Having shown that the observed changes in wavelength-dependent backscattering are indicative of apoptosis in cell cultures the next step in developing ESS as a reliable diagnostic tool for apoptosis is to determine the specific morphology changes responsible for the changes in scattered spectrum. Considering both the timescale of the late optical signal and the evidence that these changes occur downstream of the caspase cascade, the late optical signal is likely due to the later stage apoptotic changes. These may include the classic morphology changes of chromatin condensation, mitochondrial christae remodeling, and cytoskeletal disruption. As mentioned above, some studies suggest that mitochondrial fragmentation occurs in parallel with the formation of apoptotic bodies and an increase in DNA fragmentation. In this case, mitochondrial fragmentation, if it occurs in CHO cells, could account, at least in part, for some of the observed late signal. We note that the qualitative feature of the late signal—the relative increase in scattering at shorter wavelengths—is indicative of an increased preponderance of smaller scatterers. This is consistent with all of the morphology changes discussed above, where material and organelles condense and segregate into smaller structures. Further pathway studies and high-resolution imaging will be required to determine the specific apoptotic morphology changes responsible for the late optical signal.
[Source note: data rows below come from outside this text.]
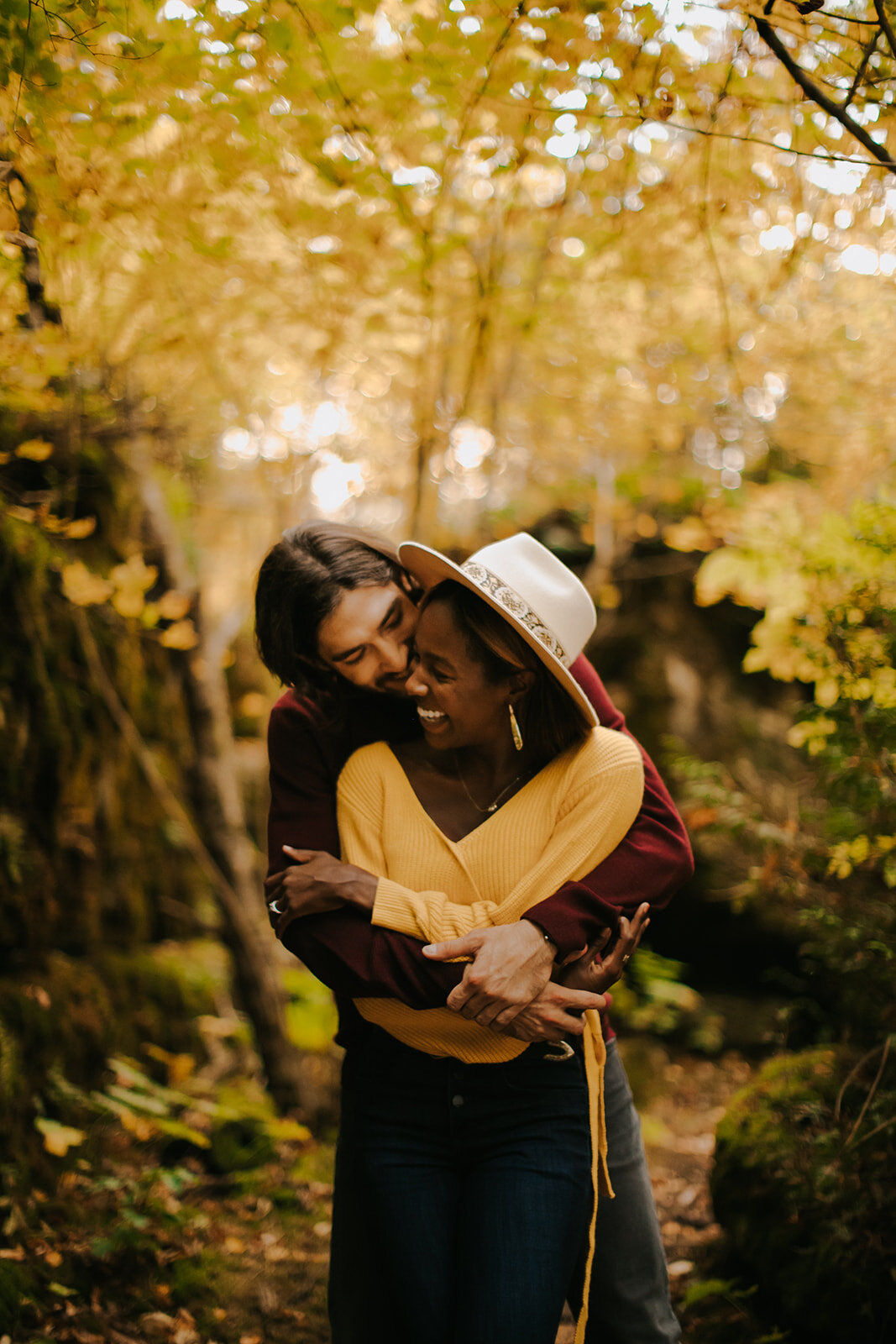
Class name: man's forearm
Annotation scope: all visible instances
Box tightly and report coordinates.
[284,909,464,1008]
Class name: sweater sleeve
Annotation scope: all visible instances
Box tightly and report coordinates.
[527,657,693,957]
[340,730,643,942]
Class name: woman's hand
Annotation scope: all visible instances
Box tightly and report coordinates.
[558,902,650,995]
[265,844,378,939]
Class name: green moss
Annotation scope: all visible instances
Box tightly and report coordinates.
[710,1050,896,1344]
[0,1261,35,1329]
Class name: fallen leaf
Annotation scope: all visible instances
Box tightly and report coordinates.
[35,1116,87,1161]
[159,589,190,621]
[65,517,97,542]
[62,560,113,606]
[669,1261,693,1278]
[161,621,199,649]
[16,438,52,462]
[110,555,159,593]
[139,1312,177,1336]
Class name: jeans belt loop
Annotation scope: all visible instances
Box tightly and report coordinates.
[542,1040,575,1064]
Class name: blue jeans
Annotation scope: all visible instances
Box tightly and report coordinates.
[569,1040,681,1344]
[331,1040,591,1344]
[329,1042,681,1344]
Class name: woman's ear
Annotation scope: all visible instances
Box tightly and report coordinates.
[508,668,535,704]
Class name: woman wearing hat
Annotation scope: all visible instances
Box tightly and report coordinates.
[298,535,642,1344]
[257,522,693,1344]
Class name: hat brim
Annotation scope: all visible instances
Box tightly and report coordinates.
[398,542,600,727]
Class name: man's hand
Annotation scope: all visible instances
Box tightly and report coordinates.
[501,983,607,1042]
[265,844,376,938]
[558,902,650,995]
[423,919,560,1040]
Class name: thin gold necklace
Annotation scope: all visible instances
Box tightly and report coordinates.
[454,751,531,817]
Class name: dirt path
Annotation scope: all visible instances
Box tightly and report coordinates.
[556,1042,751,1344]
[15,1039,757,1344]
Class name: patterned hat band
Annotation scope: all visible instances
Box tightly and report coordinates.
[461,560,569,667]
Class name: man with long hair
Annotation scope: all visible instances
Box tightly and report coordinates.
[257,522,693,1344]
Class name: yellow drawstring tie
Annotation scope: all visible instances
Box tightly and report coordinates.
[575,1010,614,1344]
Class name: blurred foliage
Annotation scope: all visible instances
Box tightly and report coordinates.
[688,491,896,1043]
[712,1037,896,1344]
[679,486,896,1341]
[612,948,724,1055]
[0,0,896,612]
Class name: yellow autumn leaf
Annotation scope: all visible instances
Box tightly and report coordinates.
[118,1107,156,1144]
[112,587,144,617]
[16,438,52,462]
[267,1116,312,1144]
[109,555,159,593]
[663,513,716,551]
[62,560,113,606]
[161,621,199,649]
[65,517,97,542]
[159,589,190,621]
[35,1116,87,1158]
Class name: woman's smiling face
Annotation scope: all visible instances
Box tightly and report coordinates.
[406,598,517,751]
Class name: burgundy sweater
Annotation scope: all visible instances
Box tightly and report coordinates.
[267,657,693,1016]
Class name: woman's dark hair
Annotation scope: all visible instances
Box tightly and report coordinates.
[255,522,419,692]
[421,580,592,762]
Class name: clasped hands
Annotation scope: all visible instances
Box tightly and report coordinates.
[265,845,650,1042]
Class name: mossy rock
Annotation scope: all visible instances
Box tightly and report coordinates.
[0,950,215,1156]
[710,1048,896,1344]
[206,1116,275,1174]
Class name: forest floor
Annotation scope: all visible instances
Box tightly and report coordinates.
[7,1039,784,1344]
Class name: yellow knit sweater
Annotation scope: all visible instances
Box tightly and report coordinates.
[338,728,643,1063]
[338,728,643,1344]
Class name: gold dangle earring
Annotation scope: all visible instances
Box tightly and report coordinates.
[508,704,522,751]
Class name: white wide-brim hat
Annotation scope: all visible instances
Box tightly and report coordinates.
[398,533,598,724]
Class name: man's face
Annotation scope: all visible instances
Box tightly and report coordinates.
[317,583,417,695]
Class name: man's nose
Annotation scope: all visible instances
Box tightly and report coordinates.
[379,640,407,676]
[405,660,430,701]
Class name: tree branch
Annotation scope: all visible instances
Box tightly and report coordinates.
[753,16,896,172]
[844,32,880,112]
[874,0,896,60]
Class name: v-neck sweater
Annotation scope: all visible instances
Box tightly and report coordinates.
[338,728,643,1344]
[338,728,643,1063]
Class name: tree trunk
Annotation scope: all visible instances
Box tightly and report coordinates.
[132,459,322,1117]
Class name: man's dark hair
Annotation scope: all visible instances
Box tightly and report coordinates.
[255,522,419,694]
[421,580,591,764]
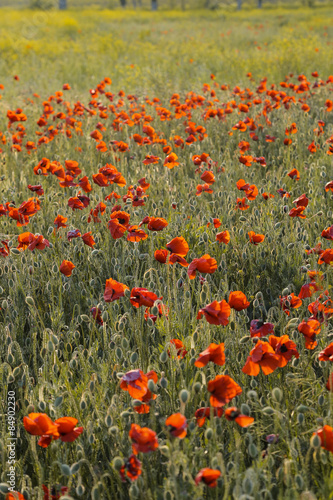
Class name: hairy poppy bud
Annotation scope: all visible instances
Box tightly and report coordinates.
[179,389,190,404]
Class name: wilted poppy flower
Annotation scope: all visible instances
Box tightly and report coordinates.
[228,291,250,311]
[194,343,225,368]
[269,335,299,368]
[197,300,230,326]
[250,319,274,337]
[130,287,158,308]
[318,342,333,362]
[195,467,221,488]
[224,406,254,427]
[119,455,142,482]
[298,319,321,350]
[166,236,189,257]
[59,260,75,277]
[103,278,129,302]
[279,293,302,316]
[194,406,223,427]
[207,375,242,408]
[216,231,230,245]
[120,370,148,399]
[165,413,187,439]
[54,417,83,443]
[187,254,217,280]
[313,425,333,453]
[248,231,265,245]
[129,424,158,455]
[242,340,280,377]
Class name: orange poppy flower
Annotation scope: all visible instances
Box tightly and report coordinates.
[59,260,75,277]
[247,231,265,245]
[187,254,217,280]
[194,406,223,427]
[165,413,187,439]
[197,300,230,326]
[119,455,142,482]
[269,335,299,368]
[168,339,187,359]
[242,340,280,377]
[216,230,230,245]
[313,425,333,453]
[54,417,83,443]
[130,287,158,308]
[224,406,254,427]
[250,319,274,337]
[195,467,221,488]
[207,375,242,408]
[297,319,321,351]
[194,343,225,368]
[166,236,189,257]
[228,291,250,311]
[163,153,179,169]
[129,424,158,455]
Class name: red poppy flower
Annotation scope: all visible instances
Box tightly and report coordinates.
[228,291,250,311]
[207,375,242,408]
[165,413,187,439]
[269,335,299,368]
[119,455,142,482]
[195,467,221,488]
[194,343,225,368]
[130,287,158,308]
[59,260,75,277]
[187,254,217,280]
[129,424,158,455]
[224,406,254,427]
[194,406,223,427]
[242,340,280,377]
[298,319,321,350]
[313,425,333,453]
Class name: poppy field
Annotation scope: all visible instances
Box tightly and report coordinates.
[0,4,333,500]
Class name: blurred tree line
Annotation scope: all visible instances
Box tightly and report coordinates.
[16,0,333,10]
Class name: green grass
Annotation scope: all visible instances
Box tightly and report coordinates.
[0,7,333,500]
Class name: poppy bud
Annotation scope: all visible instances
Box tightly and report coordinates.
[310,434,321,450]
[272,387,283,403]
[179,389,190,404]
[160,377,168,389]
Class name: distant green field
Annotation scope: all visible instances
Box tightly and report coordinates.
[0,4,333,500]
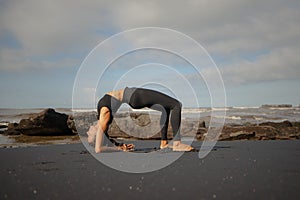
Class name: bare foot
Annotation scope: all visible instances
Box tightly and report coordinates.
[173,142,194,151]
[160,140,172,149]
[117,144,134,151]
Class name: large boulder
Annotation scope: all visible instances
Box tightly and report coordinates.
[5,108,76,136]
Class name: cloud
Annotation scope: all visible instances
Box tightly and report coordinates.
[202,48,300,85]
[0,0,115,70]
[0,0,300,86]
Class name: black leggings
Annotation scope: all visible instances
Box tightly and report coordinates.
[123,88,182,141]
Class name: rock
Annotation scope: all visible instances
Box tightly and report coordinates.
[219,126,279,140]
[4,108,74,136]
[259,121,293,129]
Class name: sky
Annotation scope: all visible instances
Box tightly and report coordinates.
[0,0,300,108]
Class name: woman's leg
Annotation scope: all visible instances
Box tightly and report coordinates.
[170,101,182,141]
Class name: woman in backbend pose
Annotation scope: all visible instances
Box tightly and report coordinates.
[88,87,193,153]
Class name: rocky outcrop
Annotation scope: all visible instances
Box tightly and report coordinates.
[197,121,300,141]
[4,108,76,136]
[4,109,300,141]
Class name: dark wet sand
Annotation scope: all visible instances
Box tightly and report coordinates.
[0,140,300,200]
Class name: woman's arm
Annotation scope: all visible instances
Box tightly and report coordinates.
[95,107,110,153]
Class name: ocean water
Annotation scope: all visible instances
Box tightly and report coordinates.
[0,107,300,146]
[0,107,300,124]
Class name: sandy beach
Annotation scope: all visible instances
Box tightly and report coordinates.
[0,140,300,199]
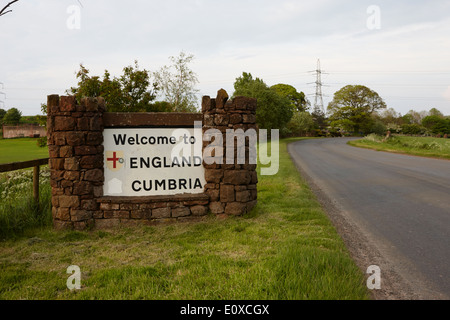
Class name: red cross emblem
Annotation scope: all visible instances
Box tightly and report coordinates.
[106,151,124,171]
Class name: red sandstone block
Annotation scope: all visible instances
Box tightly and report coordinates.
[70,209,92,221]
[53,117,76,131]
[209,202,225,214]
[65,131,86,146]
[59,96,77,112]
[152,208,171,219]
[191,206,208,216]
[59,146,73,158]
[220,185,234,202]
[172,207,191,218]
[225,202,247,216]
[58,195,80,208]
[205,169,224,183]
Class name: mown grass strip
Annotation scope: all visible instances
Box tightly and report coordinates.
[0,139,370,300]
[0,138,48,164]
[348,135,450,159]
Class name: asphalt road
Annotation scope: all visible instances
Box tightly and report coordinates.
[289,138,450,299]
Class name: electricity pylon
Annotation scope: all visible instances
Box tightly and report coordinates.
[314,59,325,114]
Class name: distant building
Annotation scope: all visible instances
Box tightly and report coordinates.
[3,124,47,139]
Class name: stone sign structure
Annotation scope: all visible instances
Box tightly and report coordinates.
[47,89,257,230]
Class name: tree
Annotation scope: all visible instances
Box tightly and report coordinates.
[154,52,198,112]
[379,108,401,125]
[428,108,444,118]
[422,114,450,134]
[68,61,157,112]
[287,111,314,136]
[0,0,19,17]
[402,110,429,125]
[270,83,310,112]
[328,85,386,133]
[3,108,22,125]
[0,109,6,124]
[233,72,293,133]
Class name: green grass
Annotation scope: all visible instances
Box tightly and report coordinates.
[0,139,370,300]
[0,138,48,164]
[0,166,52,240]
[348,134,450,159]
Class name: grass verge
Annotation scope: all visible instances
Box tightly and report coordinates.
[0,138,48,164]
[348,134,450,159]
[0,139,370,300]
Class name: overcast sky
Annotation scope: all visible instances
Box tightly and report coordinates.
[0,0,450,115]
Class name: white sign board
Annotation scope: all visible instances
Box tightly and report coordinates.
[103,128,206,196]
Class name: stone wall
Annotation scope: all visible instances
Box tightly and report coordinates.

Finally, we note that the early optical signal is unaffected by blockage of the caspase cascade. While we cannot conclude that the origin of the early signal is necessarily specific to apoptosis, it is still possible that early scattering changes arise from one or more apoptotic morphology changes upstream of the caspase cascade. The fact that the early signal appears during apoptosis induced with multiple preparations through different mechanisms suggests that it is indicative of the process and can still yield diagnostic information. An investigation of the origins of the early optical signal during apoptosis induction is the subject of a companion publication.
This work was supported in part by the NIH/NIBIB (R21 EB009543) and by the Boston University Photonics Center.